# Identifying high-risk factors for diseases while preserving privacy

Machine learning algorithms are widely used to improve health care, for example to identify risk factors for diseases. These algorithms require a lot of data, often divided over different sources. In practice, combining these data sources is both legally and technically challenging.

When scientific researchers want to use personal medical data for machine learning algorithms in the European Union, they need to comply with the General Data Protection Regulation (GDPR). Local data can often be used for scientific research purposes, however it becomes challenging when data from different sources needs to be combined. This is because, first of all, the GDPR aims at using as little data as possible, while machine learning thrives on large datasets. Secondly, consent from patients is typically needed, and acquiring this consent is time-consuming and causes practical problems, for example because the hospital is no longer in contact with the patients.

This is where our solution comes in. This blog explains a solution for training a machine-learning algorithm using Secure Multi-Party Computation (MPC). MPC is a set of cryptographic techniques that allows several different parties to jointly compute on data, just as if they had a shared database. Cryptographic techniques are used to protect the data, so that it can be analysed in a way that prevents the parties involved from ever being able to access the data of other parties.

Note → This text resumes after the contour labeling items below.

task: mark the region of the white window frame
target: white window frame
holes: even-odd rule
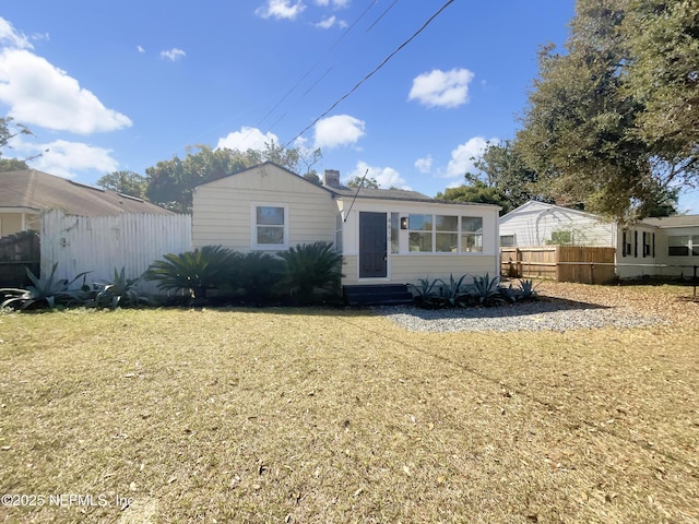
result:
[[[282,207],[284,210],[283,243],[258,243],[258,207]],[[288,249],[288,204],[280,202],[252,202],[250,204],[250,249],[254,251],[284,251]]]
[[[425,230],[425,229],[412,229],[411,228],[411,224],[410,224],[410,217],[412,215],[425,215],[425,216],[431,216],[431,229],[429,230]],[[484,250],[485,250],[485,235],[484,231],[486,229],[486,217],[481,216],[481,215],[463,215],[463,214],[446,214],[445,212],[433,212],[433,213],[419,213],[419,212],[413,212],[410,213],[407,215],[404,214],[400,214],[399,216],[406,216],[408,219],[408,228],[405,231],[406,236],[403,237],[405,245],[402,245],[402,248],[405,249],[406,251],[400,251],[400,253],[404,253],[404,254],[410,254],[412,257],[423,257],[426,254],[436,254],[436,255],[445,255],[445,257],[459,257],[459,255],[467,255],[467,257],[473,257],[473,255],[482,255],[484,254]],[[458,219],[458,230],[455,231],[438,231],[437,230],[437,216],[455,216]],[[463,218],[478,218],[481,219],[481,224],[482,224],[482,229],[478,231],[464,231],[463,230]],[[400,218],[399,218],[400,219]],[[412,251],[410,248],[410,234],[411,233],[417,233],[417,234],[429,234],[430,238],[431,238],[431,251]],[[455,246],[457,250],[455,251],[437,251],[437,234],[438,233],[446,233],[446,234],[457,234],[457,239],[458,239],[458,246]],[[465,251],[465,247],[463,245],[463,239],[466,236],[473,236],[473,237],[479,237],[481,238],[481,250],[477,251]]]
[[[502,239],[503,238],[512,238],[512,242],[511,243],[502,243]],[[516,235],[512,233],[510,235],[500,235],[500,247],[501,248],[514,248],[517,247],[517,237]]]

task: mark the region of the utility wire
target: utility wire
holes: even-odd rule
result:
[[[306,126],[300,133],[296,134],[292,140],[289,140],[288,142],[286,142],[286,144],[284,144],[284,148],[288,147],[291,144],[294,143],[294,141],[296,139],[299,139],[306,131],[308,131],[310,128],[312,128],[313,126],[316,126],[318,123],[319,120],[321,120],[323,117],[327,117],[328,114],[330,111],[332,111],[335,107],[337,107],[342,102],[344,102],[350,95],[352,95],[355,91],[357,91],[359,88],[359,86],[362,84],[364,84],[367,80],[369,80],[371,76],[374,76],[374,74],[376,74],[381,68],[383,68],[383,66],[386,66],[388,63],[389,60],[391,60],[391,58],[393,58],[401,49],[403,49],[405,46],[407,46],[411,41],[413,41],[413,39],[419,35],[423,31],[425,31],[425,28],[437,17],[439,16],[439,14],[441,14],[441,12],[447,9],[451,3],[453,3],[454,0],[449,0],[448,2],[446,2],[441,8],[439,8],[439,10],[433,14],[427,22],[425,22],[419,29],[417,29],[415,33],[413,33],[411,35],[411,37],[403,41],[403,44],[401,44],[400,46],[398,46],[395,48],[395,50],[393,52],[391,52],[388,57],[386,57],[383,59],[383,61],[381,63],[379,63],[376,68],[374,68],[374,70],[367,74],[364,79],[362,79],[359,82],[357,82],[354,87],[352,87],[347,93],[345,93],[344,95],[342,95],[340,98],[337,98],[337,100],[335,100],[322,115],[320,115],[319,117],[317,117],[312,122],[310,122],[308,126]]]
[[[368,7],[367,7],[363,12],[362,12],[362,14],[359,14],[359,16],[357,16],[357,17],[355,19],[355,21],[350,25],[350,27],[347,27],[347,28],[342,33],[342,35],[340,35],[340,37],[339,37],[339,38],[337,38],[337,39],[332,44],[332,46],[330,46],[330,47],[328,48],[328,50],[327,50],[327,51],[325,51],[325,52],[324,52],[324,53],[323,53],[323,55],[322,55],[318,60],[316,60],[316,63],[313,63],[313,64],[308,69],[308,71],[306,71],[306,72],[301,75],[301,78],[300,78],[300,79],[298,79],[298,80],[296,81],[296,83],[295,83],[295,84],[294,84],[294,85],[293,85],[293,86],[292,86],[292,87],[291,87],[291,88],[289,88],[289,90],[284,94],[284,96],[282,96],[282,98],[280,99],[280,102],[277,102],[277,103],[274,105],[274,107],[272,107],[272,109],[270,109],[270,110],[269,110],[269,111],[268,111],[268,112],[266,112],[266,114],[265,114],[265,115],[260,119],[260,121],[257,123],[257,126],[254,126],[254,128],[252,128],[252,129],[259,128],[259,127],[262,124],[262,122],[263,122],[264,120],[266,120],[266,118],[268,118],[272,112],[274,112],[274,110],[275,110],[277,107],[280,107],[280,106],[284,103],[284,100],[286,100],[286,99],[291,96],[291,94],[292,94],[292,93],[294,93],[294,91],[296,91],[296,88],[301,84],[301,82],[304,82],[304,80],[306,80],[306,79],[308,78],[308,75],[310,75],[310,73],[312,73],[312,72],[313,72],[313,70],[315,70],[318,66],[320,66],[320,63],[325,59],[325,57],[328,57],[328,55],[330,55],[330,53],[332,52],[332,50],[333,50],[335,47],[337,47],[337,45],[340,45],[340,43],[344,39],[344,37],[345,37],[345,36],[347,36],[347,33],[350,33],[350,32],[354,28],[354,26],[355,26],[355,25],[357,25],[357,23],[358,23],[358,22],[359,22],[359,21],[360,21],[360,20],[362,20],[362,19],[363,19],[363,17],[364,17],[368,12],[369,12],[369,10],[370,10],[375,4],[376,4],[376,2],[377,2],[377,1],[378,1],[378,0],[372,0],[372,1],[371,1],[371,3],[369,3],[369,5],[368,5]],[[328,74],[328,71],[325,72],[325,74]],[[323,76],[324,76],[324,75],[323,75]],[[320,80],[318,80],[318,81],[316,82],[316,84],[318,84],[318,82],[320,82]],[[316,86],[316,84],[313,84],[313,86]],[[313,87],[313,86],[311,86],[311,90],[312,90],[312,87]],[[309,90],[309,91],[310,91],[310,90]],[[308,93],[308,92],[306,92],[306,93]],[[306,93],[305,93],[305,94],[306,94]]]
[[[376,20],[371,23],[371,25],[369,26],[369,28],[368,28],[367,31],[365,31],[365,33],[370,32],[370,31],[371,31],[371,28],[372,28],[376,24],[378,24],[378,23],[379,23],[379,21],[383,17],[383,15],[384,15],[386,13],[388,13],[391,9],[393,9],[393,5],[395,5],[396,3],[398,3],[398,0],[393,0],[393,3],[392,3],[391,5],[389,5],[388,8],[386,8],[386,10],[384,10],[380,15],[379,15],[379,17],[378,17],[378,19],[376,19]]]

Although no real patient data was used, the set-up of the proposed MPC solution is inspired by the following real-life situation. In Rotterdam, there is a group of patients that both is insured by insurance company Zilveren Kruis and took part in a program by hospital Erasmus MC. On one side, Erasmus MC has data on the lifestyle of these patients, for example their exercising behaviour. On the other side, Zilveren Kruis has data on different attributes such as number of hospitalization days and healthcare usage outside the hospital. These datasets, once combined, could be used to train a prediction model, for example to predict the number of hospitalization days of a patient. However, concerns about privacy and consent (to name a few) mean that these parties cannot simply put their data together to allow for a straightforward analysis.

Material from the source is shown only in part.